One thing: true cultural creatives do not lean to the left or to the right politically. We espouse new solutions that require a different kind of government that is neither right-wing nor totally left. That is not to say we would always be centrist.

Days later I muse on this because it seems a fuzzy concept: the idea that people can be cultural creatives. How does that translate into real life? There's an expression: "If you name it, you can claim it" and possibly that applies here too. Yet I'm uncomfortable with this label, as if I've been found out.

Maybe I'm just too ambitious to want to concede that I use my talents to better the world. I want to be recognized for my own efforts and not lumped into a category. Where does the individual and his or her accomplishments fit into the cultural creative milieu?

I understand that the ethic of "service above self" is a noble one however each of us has a self and I'm not able to subjugate my self or take a back seat, like a Traditional would or someone who is content to lie on the couch all day watching TV. I covet recognition for the efforts I give to certain organizations. This is a two-way street.

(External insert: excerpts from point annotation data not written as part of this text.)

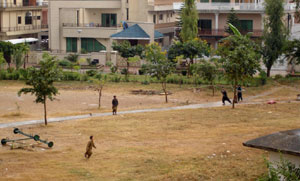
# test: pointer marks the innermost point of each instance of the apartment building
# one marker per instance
(23, 18)
(213, 17)
(92, 25)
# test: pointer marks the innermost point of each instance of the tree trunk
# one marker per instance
(100, 95)
(45, 110)
(164, 86)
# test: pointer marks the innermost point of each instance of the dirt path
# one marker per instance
(193, 106)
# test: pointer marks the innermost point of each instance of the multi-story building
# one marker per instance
(92, 25)
(213, 17)
(22, 19)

So as I type this it's hard for me to understand that I could be a cultural creative. I abhor doing things in a vacuum: I want to be heard when I communicate my message. I realize not everyone is going to want to hear what I have to say and others will not be receptive to it. That's why I can't sell my book as if I wrote it to de-stigmatize people living with schizophrenia because I did not. Indirectly it does that-true. Yet I don't allow stigma to dictate how I feel about myself or whether or not I'm going to seek to set goals and achieve them. Stigma carries no weight with me.

Funny: it feels like a stigma to be outed as a cultural creative even though we do good things and there should be no shame in living a life of service to others. I'm going to check out of the library The Cultural Creatives: How 50 Million People Are Changing The World because I don't have the money to buy the book.

A life of volunteerism is the hallmark of a cultural creative. When I read the book I'll be better able to sift through this knowledge and come to a conclusion I can live with.

For now I'll leave you with this:

The reason I don't buy this lifestyle is because I'm not certain we can actually change the world, as the usual way of doing things is so entrenched in most people. I would like to think our actions can have a lasting impact yet who am I kidding? I need to see concrete, tangible results to believe the tide has actually turned. Give me the numbers: tell me how many people's lives have been changed and what the results of our efforts have been. The fuzziness of it and the feel-good aspect doesn't sit well with me.

Though the truth is it's possibly not an ethic that can be defined in words or accounted for with bottom-line principles, so maybe language comes in a poor second to describe the impact of a cultural creative's actions.

Days later I'm mixed about this because I wonder if to be a cultural creative I have to live an ascetic life and the truth is I don't deny myself trinkets like the necklace.

I'm searching now. I'm searching for my own words to describe my life ethic that won't be co-opted by a researcher or a sociologist. I've been sifting through this knowledge all weekend. I will let you know more after I've finished reading the Cultural Creatives book.

You think. I'm obsessed. With this. Now.

So I'll go sign off and leave you to enjoy your day.